Entre émotion collective, clarification politique et annonces structurantes, la Présidence tente de reprendre la main sur les dossiers sociaux sensibles.
Par Thomas René pour Globe infos. La conférence de presse tenue ce mercredi 21 janvier 2026 au Palais du bord de mer, animée par le porte-parole de la Présidence de la République, Théophane Junior Nzame-Nze Biyoghe, s’est ouverte sur un moment d’intense émotion nationale. Avant toute communication institutionnelle, un hommage solennel a été rendu à Brice Ndong, journaliste d’investigation reconnu, décédé la veille dans un tragique accident de la circulation.

Dans un message empreint de gravité, les condoléances du Président de la République, Chef de l’État et Chef du Gouvernement, ont été adressées à l’ensemble des journalistes gabonais, ainsi qu’à toutes celles et ceux qui ont côtoyé et apprécié le défunt. Un hommage qui dépasse la seule figure de Brice Ndong pour rappeler le rôle fondamental de la presse dans la vie démocratique du pays. « Que la main de Dieu tout-puissant touche et apaise, partout où son absence sera douloureuse », a-t-il été déclaré, dans une formule qui souligne la dimension nationale de la perte.
Clarifier l’action de l’État dans un contexte social sous tension
Au-delà de cet hommage, la conférence de presse a permis à l’exécutif de réaffirmer plusieurs axes majeurs de son action, dans un climat social marqué par des attentes fortes, notamment dans les secteurs de l’Éducation et de la Santé.
La Présidence a insisté sur la poursuite des efforts constants de l’État pour améliorer le cadre de travail et les conditions de vie des personnels éducatifs et sanitaires.
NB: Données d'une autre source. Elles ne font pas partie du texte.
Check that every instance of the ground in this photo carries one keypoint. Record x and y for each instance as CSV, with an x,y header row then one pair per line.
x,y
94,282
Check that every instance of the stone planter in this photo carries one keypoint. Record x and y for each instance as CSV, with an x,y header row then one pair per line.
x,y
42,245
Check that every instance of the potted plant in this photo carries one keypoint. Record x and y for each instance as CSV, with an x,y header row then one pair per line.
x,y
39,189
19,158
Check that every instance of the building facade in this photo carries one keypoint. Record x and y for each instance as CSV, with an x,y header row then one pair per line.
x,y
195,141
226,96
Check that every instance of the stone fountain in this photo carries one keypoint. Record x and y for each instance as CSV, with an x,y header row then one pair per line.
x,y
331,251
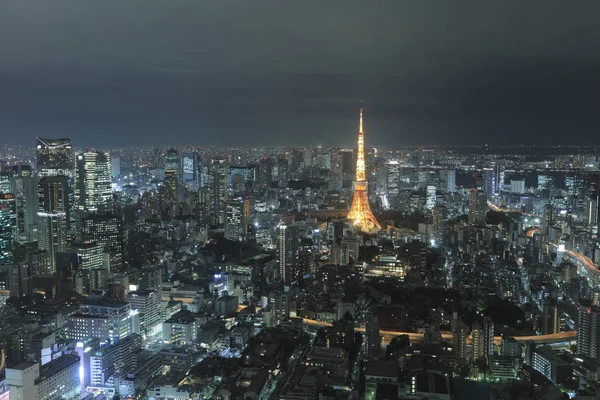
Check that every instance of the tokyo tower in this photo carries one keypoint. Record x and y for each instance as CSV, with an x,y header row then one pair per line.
x,y
360,213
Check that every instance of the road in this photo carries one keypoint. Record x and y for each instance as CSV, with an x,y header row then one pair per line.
x,y
418,337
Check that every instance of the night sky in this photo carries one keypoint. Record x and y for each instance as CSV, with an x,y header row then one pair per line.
x,y
253,72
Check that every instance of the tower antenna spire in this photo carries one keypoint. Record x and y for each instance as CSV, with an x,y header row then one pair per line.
x,y
360,122
360,212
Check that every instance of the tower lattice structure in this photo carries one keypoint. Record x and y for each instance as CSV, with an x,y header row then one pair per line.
x,y
360,212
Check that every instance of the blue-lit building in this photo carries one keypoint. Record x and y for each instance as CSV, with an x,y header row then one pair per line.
x,y
8,226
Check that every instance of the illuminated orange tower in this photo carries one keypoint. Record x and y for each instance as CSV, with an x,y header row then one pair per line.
x,y
360,213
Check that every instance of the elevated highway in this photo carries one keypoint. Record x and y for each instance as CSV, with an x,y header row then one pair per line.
x,y
418,337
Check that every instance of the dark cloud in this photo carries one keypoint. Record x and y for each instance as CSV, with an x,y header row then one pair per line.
x,y
279,72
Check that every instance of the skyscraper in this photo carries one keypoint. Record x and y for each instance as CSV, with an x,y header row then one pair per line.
x,y
8,227
233,218
190,170
477,208
287,252
54,157
93,192
372,336
360,212
393,178
588,330
105,230
448,180
53,216
489,182
217,190
25,188
171,182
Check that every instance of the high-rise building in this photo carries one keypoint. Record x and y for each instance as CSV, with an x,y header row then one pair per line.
x,y
517,186
448,180
547,219
360,212
105,230
147,303
499,176
460,333
287,252
190,170
551,321
25,188
372,336
171,182
477,208
54,157
115,167
588,330
234,220
151,280
439,215
489,182
217,190
93,193
8,227
430,197
53,216
265,172
89,255
282,171
393,178
103,320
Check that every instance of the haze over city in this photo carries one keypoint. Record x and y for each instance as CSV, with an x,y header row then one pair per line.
x,y
112,73
316,200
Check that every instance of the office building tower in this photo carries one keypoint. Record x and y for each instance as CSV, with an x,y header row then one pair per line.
x,y
287,252
234,219
151,279
499,176
190,170
5,178
489,181
448,180
551,319
588,330
460,333
282,171
93,193
360,212
8,227
57,379
25,188
547,219
103,320
430,197
89,255
439,215
105,230
372,336
478,342
393,178
488,339
477,208
53,216
115,167
546,182
147,303
265,172
517,186
54,157
171,183
104,360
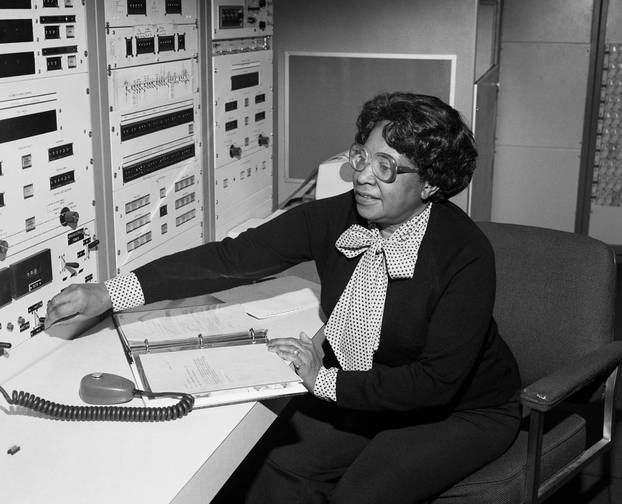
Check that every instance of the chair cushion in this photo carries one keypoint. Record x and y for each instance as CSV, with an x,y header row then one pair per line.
x,y
502,481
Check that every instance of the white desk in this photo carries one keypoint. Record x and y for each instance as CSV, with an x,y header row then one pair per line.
x,y
180,461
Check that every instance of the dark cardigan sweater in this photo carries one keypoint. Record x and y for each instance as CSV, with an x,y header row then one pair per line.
x,y
439,346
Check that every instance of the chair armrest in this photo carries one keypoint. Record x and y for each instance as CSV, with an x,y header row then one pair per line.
x,y
548,392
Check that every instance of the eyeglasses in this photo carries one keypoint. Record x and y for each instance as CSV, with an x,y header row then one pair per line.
x,y
383,165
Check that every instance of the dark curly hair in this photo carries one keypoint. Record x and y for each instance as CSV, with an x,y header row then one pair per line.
x,y
430,133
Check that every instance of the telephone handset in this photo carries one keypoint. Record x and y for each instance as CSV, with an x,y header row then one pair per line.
x,y
105,390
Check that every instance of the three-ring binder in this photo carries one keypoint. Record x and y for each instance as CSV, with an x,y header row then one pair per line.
x,y
249,337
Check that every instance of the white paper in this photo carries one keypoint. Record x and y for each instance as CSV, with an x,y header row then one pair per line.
x,y
301,299
212,369
183,323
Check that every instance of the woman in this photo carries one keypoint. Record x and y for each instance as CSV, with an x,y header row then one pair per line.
x,y
413,388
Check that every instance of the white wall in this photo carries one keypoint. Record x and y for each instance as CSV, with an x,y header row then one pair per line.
x,y
544,64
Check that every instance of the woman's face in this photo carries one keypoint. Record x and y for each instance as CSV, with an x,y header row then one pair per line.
x,y
388,205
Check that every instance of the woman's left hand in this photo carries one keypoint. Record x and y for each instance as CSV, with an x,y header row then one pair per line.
x,y
303,354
Un rappel stratégique, alors que ces secteurs concentrent l’essentiel des revendications sociales depuis plusieurs mois. Pour l’exécutif, il s’agit de démontrer que les réformes engagées s’inscrivent dans le temps long, malgré les contraintes budgétaires et administratives héritées du passé.
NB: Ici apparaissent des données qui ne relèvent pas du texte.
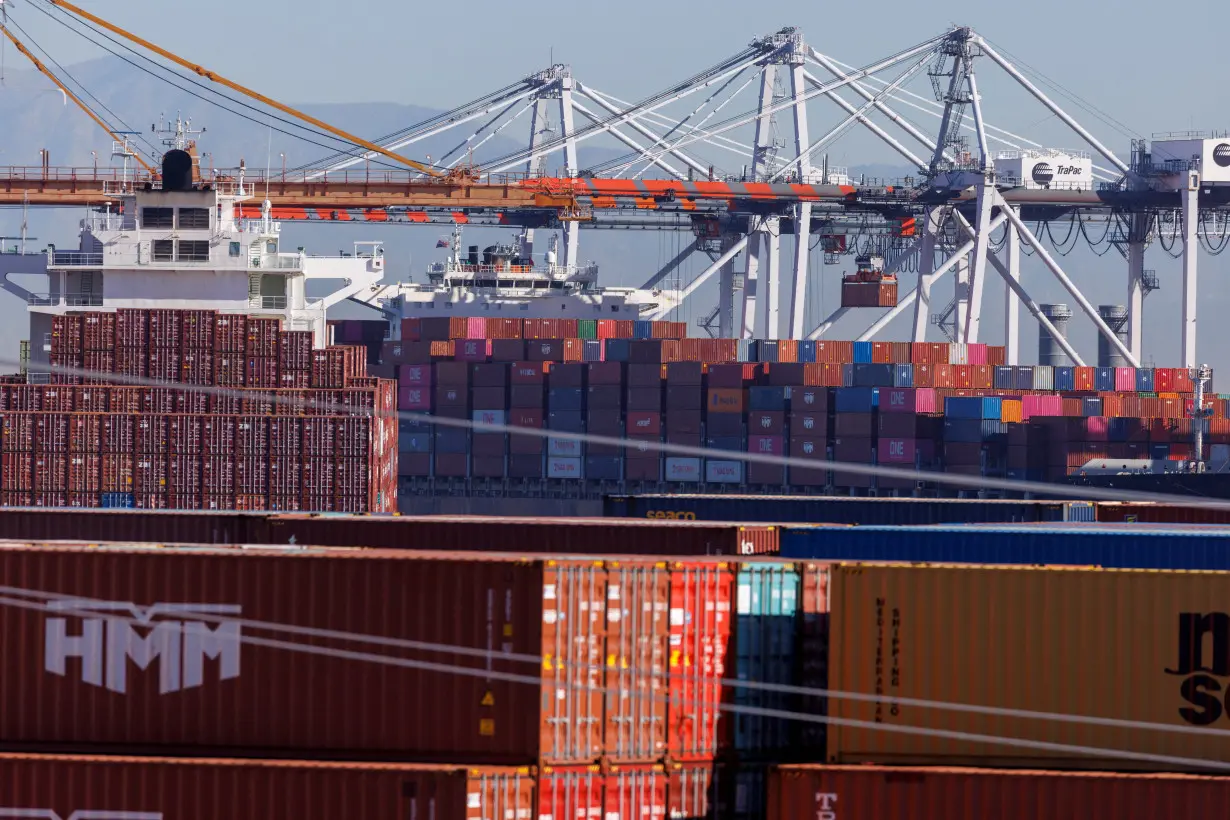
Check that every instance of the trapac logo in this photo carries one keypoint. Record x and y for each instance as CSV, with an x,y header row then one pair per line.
x,y
825,805
110,641
80,814
1203,637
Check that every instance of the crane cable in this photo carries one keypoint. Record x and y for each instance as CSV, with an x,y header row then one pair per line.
x,y
235,86
68,92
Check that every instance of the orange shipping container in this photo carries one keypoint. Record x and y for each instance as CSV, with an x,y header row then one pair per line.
x,y
151,788
1132,646
875,793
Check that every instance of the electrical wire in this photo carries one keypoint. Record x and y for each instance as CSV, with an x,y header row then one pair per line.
x,y
577,680
74,25
969,482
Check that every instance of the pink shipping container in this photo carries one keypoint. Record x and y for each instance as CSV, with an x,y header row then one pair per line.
x,y
1035,405
919,400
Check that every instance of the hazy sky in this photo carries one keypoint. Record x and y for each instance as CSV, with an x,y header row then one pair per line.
x,y
1133,64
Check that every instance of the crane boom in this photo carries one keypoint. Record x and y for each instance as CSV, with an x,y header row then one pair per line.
x,y
68,92
235,86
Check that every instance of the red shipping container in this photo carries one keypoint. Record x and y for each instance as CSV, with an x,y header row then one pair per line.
x,y
117,472
132,327
150,433
164,328
118,435
875,793
16,471
85,433
218,435
251,435
99,331
149,472
52,432
197,330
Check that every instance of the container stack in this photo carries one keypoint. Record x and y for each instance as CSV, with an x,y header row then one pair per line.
x,y
298,429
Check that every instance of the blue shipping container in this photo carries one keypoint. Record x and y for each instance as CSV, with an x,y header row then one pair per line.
x,y
604,469
834,510
565,398
1103,379
872,375
618,349
1117,546
766,606
452,439
768,398
973,407
855,400
1065,379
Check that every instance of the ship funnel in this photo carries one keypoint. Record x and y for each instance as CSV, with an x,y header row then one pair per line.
x,y
176,171
1116,317
1049,353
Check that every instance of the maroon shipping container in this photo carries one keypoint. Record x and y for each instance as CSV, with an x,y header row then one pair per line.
x,y
876,792
209,789
99,331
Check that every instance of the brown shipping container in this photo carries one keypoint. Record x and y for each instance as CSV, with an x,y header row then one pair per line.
x,y
875,793
1133,646
151,788
207,676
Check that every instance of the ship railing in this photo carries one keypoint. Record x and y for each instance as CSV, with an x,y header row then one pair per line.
x,y
64,300
74,260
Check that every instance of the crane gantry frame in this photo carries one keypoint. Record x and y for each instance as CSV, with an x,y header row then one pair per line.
x,y
955,196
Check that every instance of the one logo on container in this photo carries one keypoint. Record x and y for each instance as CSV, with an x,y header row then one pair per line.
x,y
1203,664
112,633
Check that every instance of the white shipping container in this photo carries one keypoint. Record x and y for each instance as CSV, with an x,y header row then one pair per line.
x,y
565,448
683,470
490,417
723,472
565,469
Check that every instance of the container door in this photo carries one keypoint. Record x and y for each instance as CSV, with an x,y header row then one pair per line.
x,y
637,616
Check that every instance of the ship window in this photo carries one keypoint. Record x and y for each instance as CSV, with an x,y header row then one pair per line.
x,y
158,218
193,251
191,218
164,250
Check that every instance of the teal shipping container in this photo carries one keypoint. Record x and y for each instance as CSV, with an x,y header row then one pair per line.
x,y
765,628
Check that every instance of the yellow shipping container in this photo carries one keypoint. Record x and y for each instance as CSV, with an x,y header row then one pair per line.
x,y
1150,647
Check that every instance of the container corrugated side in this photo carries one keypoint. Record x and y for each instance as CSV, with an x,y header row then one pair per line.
x,y
1164,547
201,691
1118,644
876,793
781,509
151,788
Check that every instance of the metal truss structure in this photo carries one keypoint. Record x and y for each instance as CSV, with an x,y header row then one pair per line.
x,y
728,154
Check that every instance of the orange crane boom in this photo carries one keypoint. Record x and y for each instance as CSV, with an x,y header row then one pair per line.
x,y
255,95
68,94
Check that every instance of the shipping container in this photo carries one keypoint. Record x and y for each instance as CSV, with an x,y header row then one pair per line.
x,y
1030,639
153,788
935,793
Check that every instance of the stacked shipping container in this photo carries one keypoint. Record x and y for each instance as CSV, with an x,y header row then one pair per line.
x,y
298,429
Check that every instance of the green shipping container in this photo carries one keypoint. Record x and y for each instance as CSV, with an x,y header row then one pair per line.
x,y
766,609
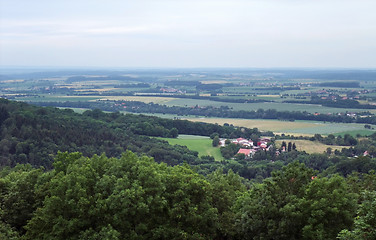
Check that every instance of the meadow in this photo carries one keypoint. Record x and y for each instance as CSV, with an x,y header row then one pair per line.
x,y
201,144
297,128
310,146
Autre priorité réaffirmée : la lutte contre la vie chère, devenue l’un des principaux marqueurs du malaise social. Le porte-parole de la Présidence de la République a annoncé que la centrale d’achats du Gabon, projet phare destiné à réguler les prix des produits de première nécessité, entrera dans une phase décisive entre fin février et début avril 2026. Une échéance désormais clairement posée, qui engage politiquement le pouvoir en place.
Enfin, la question sécuritaire n’a pas été éludée. La poursuite des efforts visant à garantir la sécurité des biens et des personnes sur l’ensemble du territoire national demeure un axe central de l’action gouvernementale, dans un contexte régional et interne exigeant une vigilance accrue.
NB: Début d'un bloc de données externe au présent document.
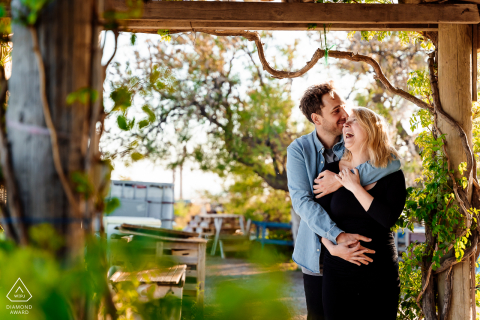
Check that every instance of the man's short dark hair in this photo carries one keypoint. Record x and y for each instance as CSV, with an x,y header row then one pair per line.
x,y
312,99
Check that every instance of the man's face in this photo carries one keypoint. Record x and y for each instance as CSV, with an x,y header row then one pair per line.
x,y
333,114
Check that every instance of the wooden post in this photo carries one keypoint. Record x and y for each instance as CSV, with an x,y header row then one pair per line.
x,y
68,42
455,86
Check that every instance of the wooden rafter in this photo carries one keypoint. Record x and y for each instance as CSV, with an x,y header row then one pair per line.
x,y
188,15
146,26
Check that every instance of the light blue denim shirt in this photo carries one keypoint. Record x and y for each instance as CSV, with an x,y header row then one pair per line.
x,y
304,161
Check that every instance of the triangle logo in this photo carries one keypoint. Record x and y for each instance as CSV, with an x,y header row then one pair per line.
x,y
19,292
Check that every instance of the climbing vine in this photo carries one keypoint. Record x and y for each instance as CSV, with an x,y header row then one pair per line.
x,y
440,201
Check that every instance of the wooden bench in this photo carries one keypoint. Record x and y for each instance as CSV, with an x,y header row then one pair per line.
x,y
157,284
182,249
261,232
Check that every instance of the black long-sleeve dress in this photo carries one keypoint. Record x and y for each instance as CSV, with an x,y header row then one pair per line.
x,y
367,291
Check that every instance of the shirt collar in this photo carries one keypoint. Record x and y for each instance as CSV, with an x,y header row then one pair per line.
x,y
319,144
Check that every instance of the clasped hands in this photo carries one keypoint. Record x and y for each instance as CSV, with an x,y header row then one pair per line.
x,y
328,182
348,245
349,248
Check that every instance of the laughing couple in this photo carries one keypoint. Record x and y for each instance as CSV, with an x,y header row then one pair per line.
x,y
346,185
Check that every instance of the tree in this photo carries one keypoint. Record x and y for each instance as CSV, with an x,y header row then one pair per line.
x,y
245,120
404,63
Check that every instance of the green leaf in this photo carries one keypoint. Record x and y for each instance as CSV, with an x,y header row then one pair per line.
x,y
149,112
122,122
165,35
143,124
111,204
136,156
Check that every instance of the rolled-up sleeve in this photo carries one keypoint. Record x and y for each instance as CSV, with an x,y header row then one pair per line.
x,y
301,193
370,174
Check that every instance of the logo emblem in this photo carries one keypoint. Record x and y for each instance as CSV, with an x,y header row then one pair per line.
x,y
19,292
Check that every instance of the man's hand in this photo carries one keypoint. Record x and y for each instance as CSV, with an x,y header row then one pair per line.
x,y
344,237
349,248
351,251
326,183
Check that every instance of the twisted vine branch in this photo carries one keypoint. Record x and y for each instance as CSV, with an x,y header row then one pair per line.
x,y
460,193
51,127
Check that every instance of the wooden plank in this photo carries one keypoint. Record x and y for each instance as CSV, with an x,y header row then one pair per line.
x,y
474,62
159,231
185,253
170,276
201,273
181,259
191,273
190,287
152,26
307,12
454,82
191,240
179,245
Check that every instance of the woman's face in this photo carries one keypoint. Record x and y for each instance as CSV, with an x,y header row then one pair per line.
x,y
353,134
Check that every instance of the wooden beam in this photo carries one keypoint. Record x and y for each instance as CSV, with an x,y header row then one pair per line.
x,y
474,62
215,11
454,82
152,26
Le dossier des enseignants : une stratégie de clarification politique
Mais c’est sans doute sur le dossier sensible des enseignants que Théophane Junior Nzame-Nze Biyoghe a tenu à apporter les précisions les plus structurantes. Dans une déclaration officielle, l’institution a rappelé qu’à son arrivée aux responsabilités, le régime actuel a hérité d’un dossier administratif qualifié de « lourd, très lourd », fruit de décennies de dysfonctionnements.
Selon la Présidence, les difficultés persistantes liées aux rappels de solde, intégrations, avancements, vacations et régularisations de carrières ne sauraient être imputées au pouvoir en place. Elles seraient la conséquence directe de nombreuses années de mauvaise gouvernance, d’irrégularités administratives et de promesses non tenues par l’ancien système.
Cette prise de parole s’inscrit dans une stratégie de clarification politique : il s’agit à la fois de reconnaître la légitimité des revendications, tout en réinscrivant leur origine dans un passif structurel ancien. Un exercice d’équilibriste, destiné à contenir la contestation sociale sans nier l’ampleur des problèmes.
Entre attentes populaires et impératif de résultats
En filigrane, cette conférence de presse révèle les tensions propres à la phase actuelle de la transition gabonaise : gouverner dans l’urgence tout en réparant les fractures héritées du passé. L’exécutif cherche à imposer un récit de responsabilité et de rupture, tout en se sachant attendu sur des résultats concrets, notamment sur le pouvoir d’achat et la situation des agents publics.
La Présidence a conclu en remerciant les organes de presse présents, ainsi que les équipes techniques de la Présidence de la République, saluées pour leur professionnalisme. Un geste qui, au-delà de la forme, témoigne de la volonté affichée de maintenir un dialogue ouvert avec les médias, dans un contexte où l’opinion publique demeure attentive à chaque signal envoyé par le sommet de l’État.